Nel 2023, l’83,5% dei neolaureati europei era occupato, con un aumento dell’1,1 di percentuale rispetto al 2022 quando fu dell’82,4%. Una tendenza alla crescita di un dato che conta molto sul piano dell’occupazione e dell’innovazione che sta riguardando un po’ tutti i 27 dell’Europa, stando ai dati raccolti da Eurostat. Dieci anni fa eravamo al 74,3%.

Purtroppo, l’Italia resta in fondo alla coda: ha un tasso di  occupazione tra i giovani appena usciti dalle università di molto inferiore alla media europea con il  67,5%, superata dagli “ultimi della classe” ,  Grecia (72,3%) e Romania (74,8%).

In generale, crescono nel Vecchio continente la quota di laureati tra 25 e 34 anni nel 2023, aumentata di 4,4 punti percentuali, e la percentuale dei laureati con il 43,1% rispetto al 38,7% del 2018.

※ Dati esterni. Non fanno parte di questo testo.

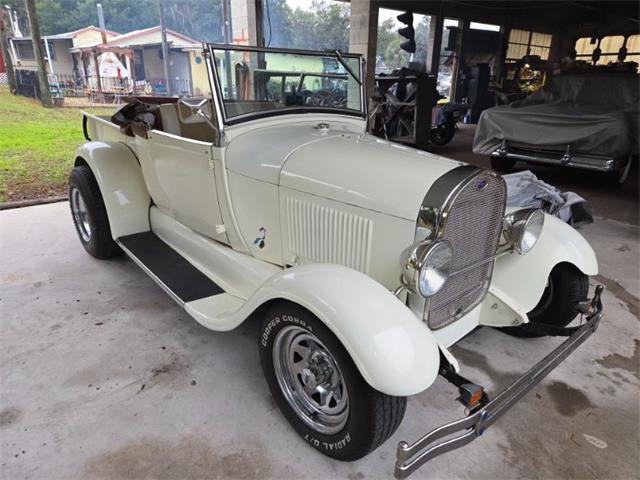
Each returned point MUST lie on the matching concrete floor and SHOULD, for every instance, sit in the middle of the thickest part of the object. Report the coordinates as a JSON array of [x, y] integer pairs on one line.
[[103, 376]]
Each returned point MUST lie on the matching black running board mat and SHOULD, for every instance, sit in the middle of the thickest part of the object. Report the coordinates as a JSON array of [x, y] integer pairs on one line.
[[167, 267]]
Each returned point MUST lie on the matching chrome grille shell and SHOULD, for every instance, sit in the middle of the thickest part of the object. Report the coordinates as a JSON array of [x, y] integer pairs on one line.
[[470, 216]]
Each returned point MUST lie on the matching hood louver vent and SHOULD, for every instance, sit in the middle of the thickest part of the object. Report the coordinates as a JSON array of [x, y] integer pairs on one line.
[[316, 233]]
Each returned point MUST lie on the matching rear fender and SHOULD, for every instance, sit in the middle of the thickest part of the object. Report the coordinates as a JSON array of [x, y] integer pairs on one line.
[[119, 177], [520, 280]]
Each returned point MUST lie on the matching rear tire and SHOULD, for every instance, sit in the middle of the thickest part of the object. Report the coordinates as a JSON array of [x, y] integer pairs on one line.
[[301, 359], [502, 165], [567, 286], [90, 215]]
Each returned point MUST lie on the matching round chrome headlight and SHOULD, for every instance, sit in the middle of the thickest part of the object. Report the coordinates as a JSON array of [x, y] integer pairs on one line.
[[426, 266], [523, 228]]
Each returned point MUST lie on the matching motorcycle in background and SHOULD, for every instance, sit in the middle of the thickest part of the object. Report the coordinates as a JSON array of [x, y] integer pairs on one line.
[[444, 120]]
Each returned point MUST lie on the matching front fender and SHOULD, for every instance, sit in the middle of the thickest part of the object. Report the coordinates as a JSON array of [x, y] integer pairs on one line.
[[393, 350], [521, 279], [119, 177]]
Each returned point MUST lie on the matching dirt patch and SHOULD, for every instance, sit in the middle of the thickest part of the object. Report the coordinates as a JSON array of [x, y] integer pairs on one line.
[[567, 400], [630, 364], [9, 416], [191, 458], [629, 299]]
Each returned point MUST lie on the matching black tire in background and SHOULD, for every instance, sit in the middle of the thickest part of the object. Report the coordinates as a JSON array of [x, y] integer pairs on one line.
[[372, 417], [89, 214], [502, 165], [567, 286], [619, 176]]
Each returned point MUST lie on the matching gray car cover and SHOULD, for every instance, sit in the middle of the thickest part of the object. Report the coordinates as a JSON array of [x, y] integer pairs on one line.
[[594, 113]]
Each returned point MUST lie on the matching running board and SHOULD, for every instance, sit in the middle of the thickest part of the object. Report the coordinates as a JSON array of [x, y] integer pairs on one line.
[[170, 270]]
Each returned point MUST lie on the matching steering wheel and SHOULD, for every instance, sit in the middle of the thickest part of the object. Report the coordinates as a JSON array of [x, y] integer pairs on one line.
[[321, 98]]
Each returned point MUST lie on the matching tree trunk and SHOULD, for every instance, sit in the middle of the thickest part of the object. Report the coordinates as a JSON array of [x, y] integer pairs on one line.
[[8, 63], [36, 40]]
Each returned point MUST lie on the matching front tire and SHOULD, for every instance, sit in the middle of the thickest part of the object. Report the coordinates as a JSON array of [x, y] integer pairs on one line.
[[502, 165], [566, 288], [319, 389], [90, 215]]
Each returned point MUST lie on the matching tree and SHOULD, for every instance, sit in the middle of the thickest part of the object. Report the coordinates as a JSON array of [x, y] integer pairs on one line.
[[5, 30], [32, 13]]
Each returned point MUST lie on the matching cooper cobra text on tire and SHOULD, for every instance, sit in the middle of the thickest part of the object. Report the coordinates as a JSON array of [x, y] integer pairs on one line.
[[89, 214], [319, 389]]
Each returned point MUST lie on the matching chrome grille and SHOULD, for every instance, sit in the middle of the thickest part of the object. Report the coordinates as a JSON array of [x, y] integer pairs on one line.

Il paese primo in classifica è Malta con il 95,8% dei ragazzi che trovano lavoro appena conclusi gli studi, seguita dai Paesi Bassi (93,2%) e dalla Germania (91,5%).

Eurostat fa anche una disamina più generale del livello di scolarizzazione dei giovani europei. L’Europa ha registrato un andamento in crescita dell’istruzione della prima infanzia, che ha raggiunto il 93,1% nel 2022. Tuttavia, è aumentata anche la percentuale di studenti con scarsi risultati raggiunti nel test PISA: nel 2022, la quota di quindicenni con lacune in matematica ha raggiunto il 29,5%, +6,6 punti percentuali in più rispetto al 2018 (22,9%).

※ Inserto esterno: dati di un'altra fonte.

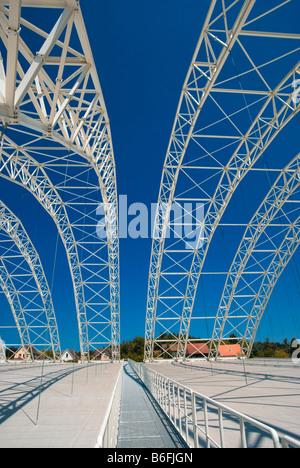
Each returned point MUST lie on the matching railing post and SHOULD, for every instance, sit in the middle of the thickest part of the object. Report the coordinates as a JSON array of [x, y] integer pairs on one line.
[[206, 423], [243, 433], [222, 438], [194, 413]]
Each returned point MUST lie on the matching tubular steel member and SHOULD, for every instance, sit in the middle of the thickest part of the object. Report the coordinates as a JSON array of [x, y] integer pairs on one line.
[[267, 246], [53, 114], [23, 281], [206, 161]]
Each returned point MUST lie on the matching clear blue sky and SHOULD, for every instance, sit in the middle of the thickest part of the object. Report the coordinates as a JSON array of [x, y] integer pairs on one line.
[[142, 50]]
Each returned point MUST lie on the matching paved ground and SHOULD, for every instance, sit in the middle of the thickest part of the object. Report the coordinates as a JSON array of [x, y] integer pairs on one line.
[[142, 424], [267, 390], [67, 411]]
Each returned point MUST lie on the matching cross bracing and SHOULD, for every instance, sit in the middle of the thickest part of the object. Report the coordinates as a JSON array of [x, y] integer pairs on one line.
[[25, 286], [234, 104], [267, 246], [56, 143]]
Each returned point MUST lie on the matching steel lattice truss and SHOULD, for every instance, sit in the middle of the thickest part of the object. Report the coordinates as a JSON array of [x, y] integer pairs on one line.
[[25, 286], [268, 244], [56, 143], [233, 105]]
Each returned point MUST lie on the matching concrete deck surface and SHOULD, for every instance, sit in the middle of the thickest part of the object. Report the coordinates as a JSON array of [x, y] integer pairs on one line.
[[265, 389], [142, 424], [67, 413]]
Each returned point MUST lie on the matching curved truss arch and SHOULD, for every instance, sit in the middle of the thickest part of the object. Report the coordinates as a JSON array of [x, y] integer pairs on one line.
[[25, 286], [54, 100], [206, 161], [268, 245]]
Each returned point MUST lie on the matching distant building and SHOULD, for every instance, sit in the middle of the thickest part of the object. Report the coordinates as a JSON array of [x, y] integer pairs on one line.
[[231, 350], [200, 350], [27, 353], [68, 356]]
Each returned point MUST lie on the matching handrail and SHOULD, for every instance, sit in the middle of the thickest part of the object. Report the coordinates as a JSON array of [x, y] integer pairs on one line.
[[288, 442], [108, 434], [189, 412]]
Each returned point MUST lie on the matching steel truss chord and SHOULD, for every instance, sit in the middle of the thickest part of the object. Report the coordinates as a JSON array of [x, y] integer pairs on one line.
[[52, 103], [264, 252], [212, 148], [26, 288]]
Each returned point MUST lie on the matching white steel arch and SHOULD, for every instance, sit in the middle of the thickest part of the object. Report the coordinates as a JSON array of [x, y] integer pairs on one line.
[[267, 246], [212, 147], [52, 100], [25, 286]]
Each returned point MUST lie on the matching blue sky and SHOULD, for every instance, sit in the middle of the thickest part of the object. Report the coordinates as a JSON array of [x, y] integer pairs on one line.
[[142, 50]]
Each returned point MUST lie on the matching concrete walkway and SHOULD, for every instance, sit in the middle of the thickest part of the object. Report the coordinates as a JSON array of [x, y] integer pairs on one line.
[[142, 423], [268, 390], [58, 406]]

Crescono anche gli abbandoni precoci. La media europea ha raggiunto nel 2023 il 9,5%. E le differenze  da paese a paese non mancano. Se il fenomeno è del 7,4% in Svezia e del 7,6% in Francia, in Italia siamo al 10,5%, superata in negativo da Germania (12,8%) e Spagna (13,7%).

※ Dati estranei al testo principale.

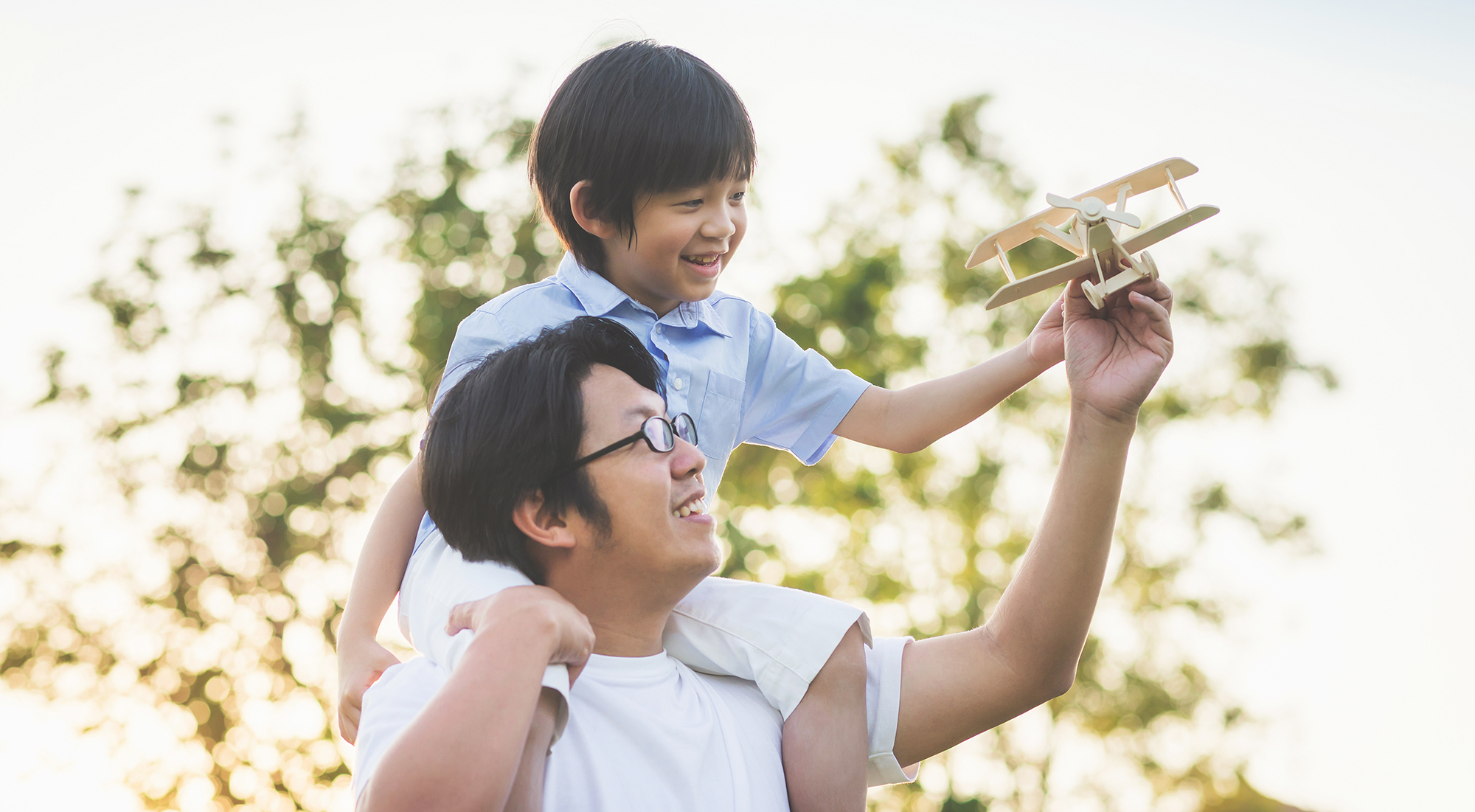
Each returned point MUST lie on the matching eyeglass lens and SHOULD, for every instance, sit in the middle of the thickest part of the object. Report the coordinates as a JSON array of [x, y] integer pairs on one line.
[[659, 431]]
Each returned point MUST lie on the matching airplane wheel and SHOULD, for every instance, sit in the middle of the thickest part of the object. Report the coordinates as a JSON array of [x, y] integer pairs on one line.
[[1148, 268], [1094, 296]]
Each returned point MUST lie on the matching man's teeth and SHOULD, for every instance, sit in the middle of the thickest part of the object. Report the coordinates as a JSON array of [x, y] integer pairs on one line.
[[695, 507]]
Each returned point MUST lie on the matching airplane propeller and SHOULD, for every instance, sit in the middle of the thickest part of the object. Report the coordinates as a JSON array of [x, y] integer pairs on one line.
[[1094, 210]]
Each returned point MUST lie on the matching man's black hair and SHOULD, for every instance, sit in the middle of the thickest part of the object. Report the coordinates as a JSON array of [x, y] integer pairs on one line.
[[510, 424], [635, 119]]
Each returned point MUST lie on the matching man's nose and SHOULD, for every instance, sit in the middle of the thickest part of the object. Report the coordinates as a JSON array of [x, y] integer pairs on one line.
[[687, 459]]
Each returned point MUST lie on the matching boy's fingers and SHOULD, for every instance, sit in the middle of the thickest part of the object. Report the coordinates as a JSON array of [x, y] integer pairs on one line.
[[347, 725]]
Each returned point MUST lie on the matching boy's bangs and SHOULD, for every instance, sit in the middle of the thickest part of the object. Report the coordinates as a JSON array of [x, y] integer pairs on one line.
[[697, 141]]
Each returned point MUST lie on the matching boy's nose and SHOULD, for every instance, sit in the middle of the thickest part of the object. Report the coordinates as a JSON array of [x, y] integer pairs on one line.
[[721, 225]]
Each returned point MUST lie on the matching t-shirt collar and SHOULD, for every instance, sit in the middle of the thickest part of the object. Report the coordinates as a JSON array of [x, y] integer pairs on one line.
[[598, 297]]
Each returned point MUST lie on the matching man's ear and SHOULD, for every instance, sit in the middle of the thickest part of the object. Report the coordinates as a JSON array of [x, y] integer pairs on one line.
[[541, 524], [579, 200]]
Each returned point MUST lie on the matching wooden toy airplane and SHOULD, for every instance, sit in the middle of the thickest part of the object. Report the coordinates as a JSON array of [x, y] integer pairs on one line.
[[1094, 237]]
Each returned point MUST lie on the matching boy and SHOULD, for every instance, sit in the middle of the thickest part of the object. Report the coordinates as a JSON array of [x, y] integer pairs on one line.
[[641, 163]]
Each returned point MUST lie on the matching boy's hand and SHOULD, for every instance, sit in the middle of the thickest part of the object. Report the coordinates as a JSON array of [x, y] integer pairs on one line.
[[538, 607], [1047, 341], [1114, 356], [359, 666]]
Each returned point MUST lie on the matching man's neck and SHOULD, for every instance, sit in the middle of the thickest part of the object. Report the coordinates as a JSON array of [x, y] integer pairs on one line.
[[625, 623]]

L’Italia guida la classifica della percentuale dei giovani che non vanno a scuola e che neppure lavorano:  il  16,1% contro il 12,3% in Spagna e Francia, dell’8,8% in Germania, e del 5,7% in Svezia.

Per quanto riguarda il rapporto della spesa scolastica con il Pil, noi italiani non siamo lontani, con il nostro 4,2%, dal 4,8 della media europea, e comunque sempre considerando che il grosso della nostra spesa riguarda il personale docente e non docente, e che molto poco resta per l’innovazione e corsi di aggiornamento. Ma vi è chi, come Svezia e Danimarca hanno un rapporto del 6%, o la Francia con il 5,5%.